По большой дороге протарахтела телега, гомон у высокой черемухи понемногу стих. Мимо по просеке прошло несколько человек, они подозрительно покосились на меня.
Я поднялся, но от волнения не мог идти ровно. Видевшие меня наверняка решили, что я надрался вусмерть, хотя у меня давно уже ни капли во рту не было. Да пусть их думают, что хотят! Я пошел, даже не зная куда, а ноги сами несли меня в сторону учительского дома, как если бы я снова спешил увидеться с Норой. Но тут я завидел хибарку, в которой меня недавно так гостеприимно приютили на ночь, и свернул к ней.
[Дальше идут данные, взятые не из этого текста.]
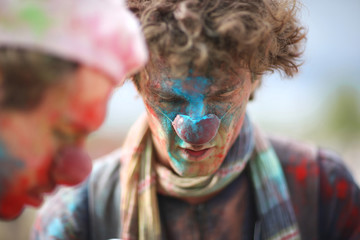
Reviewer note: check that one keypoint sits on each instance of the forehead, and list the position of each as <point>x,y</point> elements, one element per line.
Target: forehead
<point>161,78</point>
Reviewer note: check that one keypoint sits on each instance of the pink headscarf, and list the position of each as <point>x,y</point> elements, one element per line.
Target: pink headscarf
<point>99,33</point>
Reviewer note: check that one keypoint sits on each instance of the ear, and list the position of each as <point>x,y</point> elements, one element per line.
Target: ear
<point>256,82</point>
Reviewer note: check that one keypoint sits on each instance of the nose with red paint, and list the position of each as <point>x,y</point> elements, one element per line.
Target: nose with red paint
<point>196,131</point>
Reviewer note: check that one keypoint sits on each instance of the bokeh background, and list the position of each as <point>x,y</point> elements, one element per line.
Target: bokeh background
<point>321,105</point>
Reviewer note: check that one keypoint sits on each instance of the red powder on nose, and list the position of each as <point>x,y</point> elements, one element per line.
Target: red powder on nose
<point>72,167</point>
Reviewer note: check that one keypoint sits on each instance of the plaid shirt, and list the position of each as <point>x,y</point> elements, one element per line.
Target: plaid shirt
<point>324,195</point>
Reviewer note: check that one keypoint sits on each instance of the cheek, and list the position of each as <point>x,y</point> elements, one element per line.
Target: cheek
<point>92,113</point>
<point>160,126</point>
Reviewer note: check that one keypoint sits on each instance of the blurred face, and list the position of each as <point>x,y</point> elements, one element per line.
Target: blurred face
<point>44,147</point>
<point>195,120</point>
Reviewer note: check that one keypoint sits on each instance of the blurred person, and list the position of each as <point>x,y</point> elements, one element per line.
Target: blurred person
<point>59,62</point>
<point>195,166</point>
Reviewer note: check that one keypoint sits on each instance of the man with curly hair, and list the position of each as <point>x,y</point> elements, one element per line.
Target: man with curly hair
<point>54,88</point>
<point>195,166</point>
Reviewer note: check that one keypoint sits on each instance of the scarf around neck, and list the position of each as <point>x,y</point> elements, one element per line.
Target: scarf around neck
<point>141,177</point>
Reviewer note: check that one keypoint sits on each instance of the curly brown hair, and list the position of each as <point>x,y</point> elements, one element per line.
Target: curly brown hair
<point>261,35</point>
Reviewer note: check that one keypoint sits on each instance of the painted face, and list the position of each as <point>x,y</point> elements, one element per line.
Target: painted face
<point>195,120</point>
<point>44,147</point>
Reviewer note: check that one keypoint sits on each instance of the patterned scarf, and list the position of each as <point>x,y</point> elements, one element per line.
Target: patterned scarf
<point>141,176</point>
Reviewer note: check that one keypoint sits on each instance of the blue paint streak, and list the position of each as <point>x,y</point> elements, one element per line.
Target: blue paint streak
<point>56,229</point>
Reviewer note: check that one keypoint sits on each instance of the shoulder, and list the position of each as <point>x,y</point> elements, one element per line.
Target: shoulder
<point>325,196</point>
<point>63,216</point>
<point>73,212</point>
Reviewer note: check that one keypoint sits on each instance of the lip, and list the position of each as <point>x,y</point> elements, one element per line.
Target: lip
<point>36,196</point>
<point>196,155</point>
<point>35,200</point>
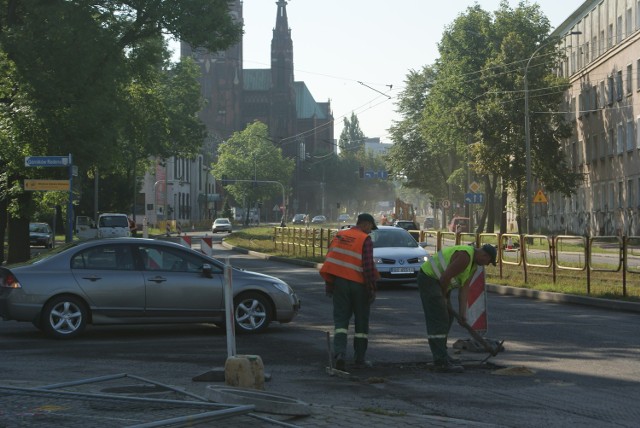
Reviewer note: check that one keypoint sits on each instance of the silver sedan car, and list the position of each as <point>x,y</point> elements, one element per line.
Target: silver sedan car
<point>136,281</point>
<point>397,255</point>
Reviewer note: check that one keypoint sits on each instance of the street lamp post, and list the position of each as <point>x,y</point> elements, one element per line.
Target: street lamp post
<point>527,135</point>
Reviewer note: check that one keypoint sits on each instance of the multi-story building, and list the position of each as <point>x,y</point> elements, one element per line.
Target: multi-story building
<point>602,41</point>
<point>234,97</point>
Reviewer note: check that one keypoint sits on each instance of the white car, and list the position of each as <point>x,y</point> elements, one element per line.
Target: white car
<point>113,225</point>
<point>397,255</point>
<point>221,225</point>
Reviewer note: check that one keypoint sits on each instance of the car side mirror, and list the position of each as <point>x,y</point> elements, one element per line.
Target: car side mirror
<point>207,271</point>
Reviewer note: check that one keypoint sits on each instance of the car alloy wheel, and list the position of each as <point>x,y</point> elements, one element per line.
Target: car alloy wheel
<point>252,313</point>
<point>64,317</point>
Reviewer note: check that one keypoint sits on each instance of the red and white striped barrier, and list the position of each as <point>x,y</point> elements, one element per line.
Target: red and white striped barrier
<point>206,246</point>
<point>477,302</point>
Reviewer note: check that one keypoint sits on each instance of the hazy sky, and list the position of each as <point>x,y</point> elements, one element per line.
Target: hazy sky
<point>339,43</point>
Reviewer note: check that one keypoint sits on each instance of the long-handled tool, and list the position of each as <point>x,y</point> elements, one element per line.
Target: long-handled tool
<point>493,350</point>
<point>331,371</point>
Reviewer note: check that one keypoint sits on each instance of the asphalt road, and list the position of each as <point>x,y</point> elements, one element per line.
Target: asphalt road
<point>562,365</point>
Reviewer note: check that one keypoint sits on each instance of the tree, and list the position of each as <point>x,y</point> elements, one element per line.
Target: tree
<point>117,52</point>
<point>250,158</point>
<point>351,142</point>
<point>470,109</point>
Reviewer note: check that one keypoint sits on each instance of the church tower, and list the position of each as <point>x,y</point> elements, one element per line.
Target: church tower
<point>282,121</point>
<point>221,83</point>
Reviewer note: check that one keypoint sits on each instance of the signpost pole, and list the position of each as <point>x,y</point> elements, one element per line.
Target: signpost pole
<point>69,236</point>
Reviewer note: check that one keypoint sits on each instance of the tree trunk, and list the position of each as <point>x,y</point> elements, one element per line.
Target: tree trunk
<point>3,226</point>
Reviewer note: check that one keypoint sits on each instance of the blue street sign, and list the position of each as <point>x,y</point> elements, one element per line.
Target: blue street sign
<point>46,161</point>
<point>382,174</point>
<point>474,198</point>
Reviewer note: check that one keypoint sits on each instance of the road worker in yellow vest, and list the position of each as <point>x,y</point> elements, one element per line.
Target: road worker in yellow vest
<point>350,276</point>
<point>450,268</point>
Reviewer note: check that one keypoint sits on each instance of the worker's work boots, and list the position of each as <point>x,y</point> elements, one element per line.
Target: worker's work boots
<point>339,362</point>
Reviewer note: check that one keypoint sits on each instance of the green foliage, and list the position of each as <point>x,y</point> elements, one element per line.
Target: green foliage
<point>351,142</point>
<point>467,110</point>
<point>92,79</point>
<point>250,155</point>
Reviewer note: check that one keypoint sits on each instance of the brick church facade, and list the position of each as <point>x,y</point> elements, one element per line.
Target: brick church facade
<point>235,97</point>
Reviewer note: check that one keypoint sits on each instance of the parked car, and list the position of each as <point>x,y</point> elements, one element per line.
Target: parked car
<point>113,225</point>
<point>299,219</point>
<point>397,255</point>
<point>429,223</point>
<point>409,226</point>
<point>221,225</point>
<point>319,219</point>
<point>40,234</point>
<point>459,225</point>
<point>136,281</point>
<point>343,218</point>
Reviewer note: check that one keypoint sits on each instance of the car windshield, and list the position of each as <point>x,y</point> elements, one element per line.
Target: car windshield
<point>114,221</point>
<point>392,238</point>
<point>38,228</point>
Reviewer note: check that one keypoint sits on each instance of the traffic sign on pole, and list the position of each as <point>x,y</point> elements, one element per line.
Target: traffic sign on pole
<point>51,161</point>
<point>46,185</point>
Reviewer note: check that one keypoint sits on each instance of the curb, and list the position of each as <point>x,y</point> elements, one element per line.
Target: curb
<point>617,305</point>
<point>549,296</point>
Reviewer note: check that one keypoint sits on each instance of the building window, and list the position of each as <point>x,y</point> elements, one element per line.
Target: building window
<point>612,143</point>
<point>619,85</point>
<point>620,139</point>
<point>612,195</point>
<point>586,53</point>
<point>619,34</point>
<point>610,36</point>
<point>620,194</point>
<point>610,90</point>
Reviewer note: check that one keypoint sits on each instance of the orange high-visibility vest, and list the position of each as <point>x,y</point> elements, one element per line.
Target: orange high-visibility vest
<point>344,258</point>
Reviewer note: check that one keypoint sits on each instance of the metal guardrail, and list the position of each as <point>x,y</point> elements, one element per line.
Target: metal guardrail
<point>615,254</point>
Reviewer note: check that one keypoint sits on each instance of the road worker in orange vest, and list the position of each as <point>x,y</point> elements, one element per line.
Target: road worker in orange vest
<point>451,267</point>
<point>350,276</point>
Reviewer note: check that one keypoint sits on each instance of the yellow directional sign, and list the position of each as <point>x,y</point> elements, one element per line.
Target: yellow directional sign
<point>46,185</point>
<point>540,198</point>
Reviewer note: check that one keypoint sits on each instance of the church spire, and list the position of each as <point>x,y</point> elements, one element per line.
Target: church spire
<point>282,24</point>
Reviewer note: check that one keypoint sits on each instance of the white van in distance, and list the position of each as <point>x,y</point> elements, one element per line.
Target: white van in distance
<point>112,225</point>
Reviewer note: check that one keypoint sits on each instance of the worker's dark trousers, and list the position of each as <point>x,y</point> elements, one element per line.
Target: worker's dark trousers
<point>436,316</point>
<point>350,298</point>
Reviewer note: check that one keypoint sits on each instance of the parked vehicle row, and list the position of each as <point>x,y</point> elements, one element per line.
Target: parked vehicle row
<point>136,281</point>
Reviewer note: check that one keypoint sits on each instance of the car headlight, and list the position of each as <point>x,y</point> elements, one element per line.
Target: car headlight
<point>282,286</point>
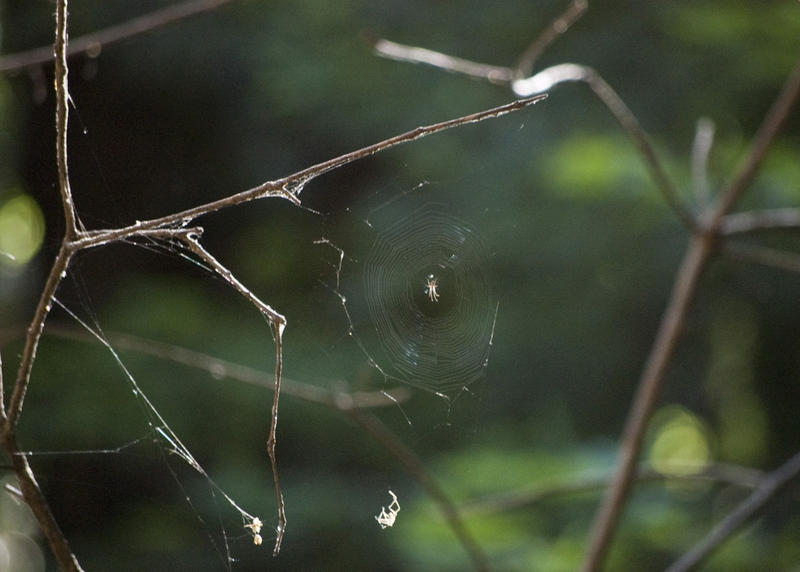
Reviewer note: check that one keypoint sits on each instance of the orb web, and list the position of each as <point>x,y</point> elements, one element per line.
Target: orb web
<point>439,343</point>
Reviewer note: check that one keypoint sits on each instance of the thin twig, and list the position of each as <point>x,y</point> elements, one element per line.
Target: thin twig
<point>763,255</point>
<point>291,186</point>
<point>550,34</point>
<point>3,416</point>
<point>716,473</point>
<point>683,293</point>
<point>39,507</point>
<point>766,490</point>
<point>544,81</point>
<point>224,369</point>
<point>700,249</point>
<point>416,468</point>
<point>278,323</point>
<point>93,43</point>
<point>769,128</point>
<point>753,221</point>
<point>62,120</point>
<point>30,488</point>
<point>701,149</point>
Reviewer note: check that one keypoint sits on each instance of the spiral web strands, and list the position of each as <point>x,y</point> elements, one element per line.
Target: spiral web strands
<point>436,342</point>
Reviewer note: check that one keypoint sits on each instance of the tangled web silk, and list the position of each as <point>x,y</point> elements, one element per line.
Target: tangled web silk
<point>440,343</point>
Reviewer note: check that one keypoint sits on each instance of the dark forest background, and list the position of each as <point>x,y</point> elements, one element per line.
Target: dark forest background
<point>583,256</point>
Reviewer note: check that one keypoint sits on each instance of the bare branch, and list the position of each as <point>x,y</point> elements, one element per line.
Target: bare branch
<point>770,486</point>
<point>550,34</point>
<point>716,473</point>
<point>683,293</point>
<point>701,148</point>
<point>414,467</point>
<point>411,54</point>
<point>694,262</point>
<point>224,369</point>
<point>38,504</point>
<point>291,186</point>
<point>62,119</point>
<point>546,80</point>
<point>2,396</point>
<point>753,221</point>
<point>278,323</point>
<point>765,256</point>
<point>769,128</point>
<point>94,42</point>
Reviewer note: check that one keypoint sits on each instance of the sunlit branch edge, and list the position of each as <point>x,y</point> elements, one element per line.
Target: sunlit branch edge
<point>170,226</point>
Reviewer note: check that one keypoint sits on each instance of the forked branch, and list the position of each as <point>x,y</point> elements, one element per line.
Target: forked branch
<point>170,227</point>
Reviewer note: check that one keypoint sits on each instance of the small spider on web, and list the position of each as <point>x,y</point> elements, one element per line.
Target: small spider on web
<point>388,514</point>
<point>430,288</point>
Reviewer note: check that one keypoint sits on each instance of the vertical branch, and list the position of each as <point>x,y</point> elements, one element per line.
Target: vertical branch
<point>272,439</point>
<point>62,119</point>
<point>650,383</point>
<point>697,256</point>
<point>278,323</point>
<point>30,488</point>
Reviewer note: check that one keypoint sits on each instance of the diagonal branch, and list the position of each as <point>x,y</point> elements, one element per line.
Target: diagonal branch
<point>770,486</point>
<point>546,80</point>
<point>278,323</point>
<point>771,219</point>
<point>291,186</point>
<point>94,42</point>
<point>415,467</point>
<point>574,11</point>
<point>700,250</point>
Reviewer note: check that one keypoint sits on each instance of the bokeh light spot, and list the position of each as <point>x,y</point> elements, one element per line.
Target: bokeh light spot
<point>21,230</point>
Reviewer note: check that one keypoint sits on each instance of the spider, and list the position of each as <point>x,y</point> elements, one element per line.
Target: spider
<point>389,514</point>
<point>430,288</point>
<point>255,526</point>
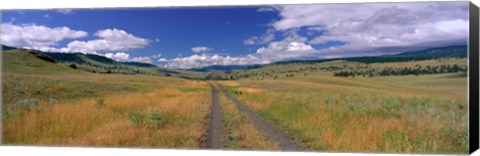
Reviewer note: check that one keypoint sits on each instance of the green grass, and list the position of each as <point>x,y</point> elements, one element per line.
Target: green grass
<point>412,114</point>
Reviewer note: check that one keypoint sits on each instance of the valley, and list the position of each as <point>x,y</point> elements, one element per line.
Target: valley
<point>83,100</point>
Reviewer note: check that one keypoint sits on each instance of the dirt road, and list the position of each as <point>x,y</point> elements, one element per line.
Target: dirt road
<point>215,129</point>
<point>269,129</point>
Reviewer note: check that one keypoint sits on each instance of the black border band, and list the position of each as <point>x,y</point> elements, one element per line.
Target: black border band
<point>473,79</point>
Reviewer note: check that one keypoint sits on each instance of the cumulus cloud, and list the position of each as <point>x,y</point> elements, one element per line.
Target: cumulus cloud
<point>110,40</point>
<point>39,37</point>
<point>65,11</point>
<point>267,37</point>
<point>201,49</point>
<point>268,9</point>
<point>34,36</point>
<point>47,16</point>
<point>203,60</point>
<point>375,27</point>
<point>125,57</point>
<point>367,29</point>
В домишке была только та девочка. Увидев меня, она вскрикнула в испуге. То ли я и в самом деле выглядел пугающе, то ли слишком часто наведывались непрошеные гости.
Я приложил палец к губам:
— Тсс! Не трону! Ничего не возьму! Тебе на платье, матери на юбку. На! Спрячь! Как следует спрячь! Никому не показывай. Ни единой душе… Только матери. Скажи, я приду потом, потом!
И я выскочил в дверь, оставив на столе то, что хотел подарить Норе на этот раз: рулончик, то есть отрез, немецкого лилового эрзац-шелка. Ничего особенного, последнее дерьмо, растворялось и в ацетоне, и в бензине, зато выглядело — первый сорт. Мне особенно нравился цвет: не то фиолетовый, не то сиреневый, с блеском. Нора нет-нет, да и упрекала меня в том, что я слишком уж часто заглядываю в рюмку; хотел ведь пожелать ей: пусть теперь носит на здоровье да не забывает форштадтскую песенку:
Лиловые все мои платья,
Лиловая вся моя жизнь,
Я потому лиловое люблю,
Что мой миленок вечно во хмелю.
Только нет ведь Норы! Эх, сейчас бы стаканчик обжигающего первача — за то, чтобы земля была ей пухом! Теперь этот шелк сносит чужая женщина — мать этой девочки из развалюхи. И пускай! Будет чем — заплатит, нет — господь на том свете воздаст. Подумаешь, большое дело, обычное немецкое дрянцо. Солидному клиенту такое продать было бы просто стыдно, такое можно разве что подарить знакомой или загнать совершенно чужому человеку.